From: Martin Steigerwald <Martin@lichtvoll.de>
To: Hugo Mills <hugo@carfax.org.uk>
Cc: Robert White <rwhite@pobox.com>, linux-btrfs@vger.kernel.org
Subject: Re: BTRFS free space handling still needs more work: Hangs again
Date: Sat, 27 Dec 2014 18:59:31 +0100 [thread overview]
Message-ID: <6579515.E2MeSbCGLA@merkaba> (raw)
In-Reply-To: <9346949.uCfVN6IAc7@merkaba>
[-- Attachment #1: Type: text/plain, Size: 5091 bytes --]

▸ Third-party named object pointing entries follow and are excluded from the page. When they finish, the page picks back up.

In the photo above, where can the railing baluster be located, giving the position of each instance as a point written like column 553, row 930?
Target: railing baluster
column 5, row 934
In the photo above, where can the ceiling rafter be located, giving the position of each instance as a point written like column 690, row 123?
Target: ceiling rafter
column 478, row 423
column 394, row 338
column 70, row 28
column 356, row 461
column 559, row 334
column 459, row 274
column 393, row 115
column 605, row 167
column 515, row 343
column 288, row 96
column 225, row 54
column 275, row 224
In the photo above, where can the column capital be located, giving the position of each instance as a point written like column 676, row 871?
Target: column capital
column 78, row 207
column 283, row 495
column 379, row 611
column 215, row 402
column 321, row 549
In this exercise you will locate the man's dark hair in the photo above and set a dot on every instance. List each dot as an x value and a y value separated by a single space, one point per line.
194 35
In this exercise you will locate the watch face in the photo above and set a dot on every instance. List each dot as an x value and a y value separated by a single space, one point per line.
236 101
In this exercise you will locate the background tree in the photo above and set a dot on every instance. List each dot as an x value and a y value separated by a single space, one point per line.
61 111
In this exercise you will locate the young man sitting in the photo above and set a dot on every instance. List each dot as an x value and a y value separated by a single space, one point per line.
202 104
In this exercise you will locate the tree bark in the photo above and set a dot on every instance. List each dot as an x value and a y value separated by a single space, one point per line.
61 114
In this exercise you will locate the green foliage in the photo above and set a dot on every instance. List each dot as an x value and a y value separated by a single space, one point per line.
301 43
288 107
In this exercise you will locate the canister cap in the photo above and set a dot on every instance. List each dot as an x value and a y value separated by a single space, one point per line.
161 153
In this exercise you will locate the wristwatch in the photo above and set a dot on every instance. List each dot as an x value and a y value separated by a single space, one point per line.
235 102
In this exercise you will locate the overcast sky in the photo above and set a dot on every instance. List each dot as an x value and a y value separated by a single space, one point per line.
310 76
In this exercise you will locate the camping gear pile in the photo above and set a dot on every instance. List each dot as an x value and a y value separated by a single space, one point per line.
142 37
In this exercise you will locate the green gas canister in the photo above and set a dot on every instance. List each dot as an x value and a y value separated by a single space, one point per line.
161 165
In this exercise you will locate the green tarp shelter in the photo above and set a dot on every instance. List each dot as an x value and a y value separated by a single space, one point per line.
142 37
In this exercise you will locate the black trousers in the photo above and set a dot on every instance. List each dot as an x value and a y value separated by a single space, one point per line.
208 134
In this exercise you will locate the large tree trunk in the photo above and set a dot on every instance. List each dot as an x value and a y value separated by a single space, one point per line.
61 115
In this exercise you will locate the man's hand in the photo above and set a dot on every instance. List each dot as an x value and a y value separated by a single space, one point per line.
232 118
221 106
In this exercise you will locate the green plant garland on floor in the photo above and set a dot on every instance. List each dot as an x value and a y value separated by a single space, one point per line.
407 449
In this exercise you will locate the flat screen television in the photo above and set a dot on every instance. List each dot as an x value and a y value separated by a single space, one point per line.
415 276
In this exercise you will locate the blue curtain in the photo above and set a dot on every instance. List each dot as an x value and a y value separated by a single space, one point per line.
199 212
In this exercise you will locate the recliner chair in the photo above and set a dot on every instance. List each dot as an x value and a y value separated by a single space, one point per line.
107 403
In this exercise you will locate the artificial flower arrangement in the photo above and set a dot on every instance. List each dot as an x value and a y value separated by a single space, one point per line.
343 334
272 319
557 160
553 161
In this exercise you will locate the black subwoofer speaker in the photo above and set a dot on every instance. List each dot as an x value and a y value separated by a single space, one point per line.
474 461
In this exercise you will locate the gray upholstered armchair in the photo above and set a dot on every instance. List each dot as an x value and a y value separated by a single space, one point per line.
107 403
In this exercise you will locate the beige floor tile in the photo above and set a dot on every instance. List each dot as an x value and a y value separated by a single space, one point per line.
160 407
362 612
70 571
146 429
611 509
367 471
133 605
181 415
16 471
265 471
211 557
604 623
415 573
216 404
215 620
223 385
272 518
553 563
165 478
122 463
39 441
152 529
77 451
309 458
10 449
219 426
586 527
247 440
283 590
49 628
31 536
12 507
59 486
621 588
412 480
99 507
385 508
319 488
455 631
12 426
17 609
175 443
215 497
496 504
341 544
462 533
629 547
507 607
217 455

Am Samstag, 27. Dezember 2014, 18:11:21 schrieb Martin Steigerwald:
> Am Samstag, 27. Dezember 2014, 16:26:42 schrieb Hugo Mills:
> > On Sat, Dec 27, 2014 at 06:54:33AM -0800, Robert White wrote:
> > > On 12/27/2014 05:55 AM, Martin Steigerwald wrote:
> > [snip]
> > > >while fio was just *laying* out the 4 GiB file. Yes, thats 100% system CPU
> > > >for 10 seconds while allocatiing a 4 GiB file on a filesystem like:
> > > >
> > > >martin@merkaba:~> LANG=C df -hT /home
> > > >Filesystem Type Size Used Avail Use% Mounted on
> > > >/dev/mapper/msata-home btrfs 170G 156G 17G 91% /home
> > > >
> > > >where a 4 GiB file should easily fit, no? (And this output is with the 4
> > > >GiB file. So it was even 4 GiB more free before.)
> > >
> > > No. /usr/bin/df is an _approximation_ in BTRFS because of the limits
> > > of the fsstat() function call. The fstat function call was defined
> > > in 1990 and "can't understand" the dynamic allocation model used in
> > > BTRFS as it assumes fixed geometry for filesystems. You do _not_
> > > have 17G actually available. You need to rely on btrfs fi df and
> > > btrfs fi show to figure out how much space you _really_ have.
> > >
> > > According to this block you have a RAID1 of ~ 160GB expanse (two 160G disks)
> > >
> > > > merkaba:~> date; btrfs fi sh /home ; btrfs fi df /home
> > > > Sa 27. Dez 13:26:39 CET 2014
> > > > Label: 'home' uuid: [some UUID]
> > > > Total devices 2 FS bytes used 152.83GiB
> > > > devid 1 size 160.00GiB used 160.00GiB path
> > > /dev/mapper/msata-home
> > > > devid 2 size 160.00GiB used 160.00GiB path
> > > /dev/mapper/sata-home
> > >
> > > And according to this block you have about 4.49GiB of data space:
> > >
> > > > Btrfs v3.17
> > > > Data, RAID1: total=154.97GiB, used=149.58GiB
> > > > System, RAID1: total=32.00MiB, used=48.00KiB
> > > > Metadata, RAID1: total=5.00GiB, used=3.26GiB
> > > > GlobalReserve, single: total=512.00MiB, used=0.00B
> > >
> > > 154.97
> > > 5.00
> > > 0.032
> > > + 0.512
> > >
> > > Pretty much as close to 160GiB as you are going to get (those
> > > numbers being rounded up in places for "human readability") BTRFS
> > > has allocate 100% of the raw storage into typed extents.
> > >
> > > A large datafile can only fit in the 154.97-149.58 = 5.39
> >
> > I appreciate that this is something of a minor point in the grand
> > scheme of things, but I'm afraid I've lost the enthusiasm to engage
> > with the broader (somewhat rambling, possibly-at-cross-purposes)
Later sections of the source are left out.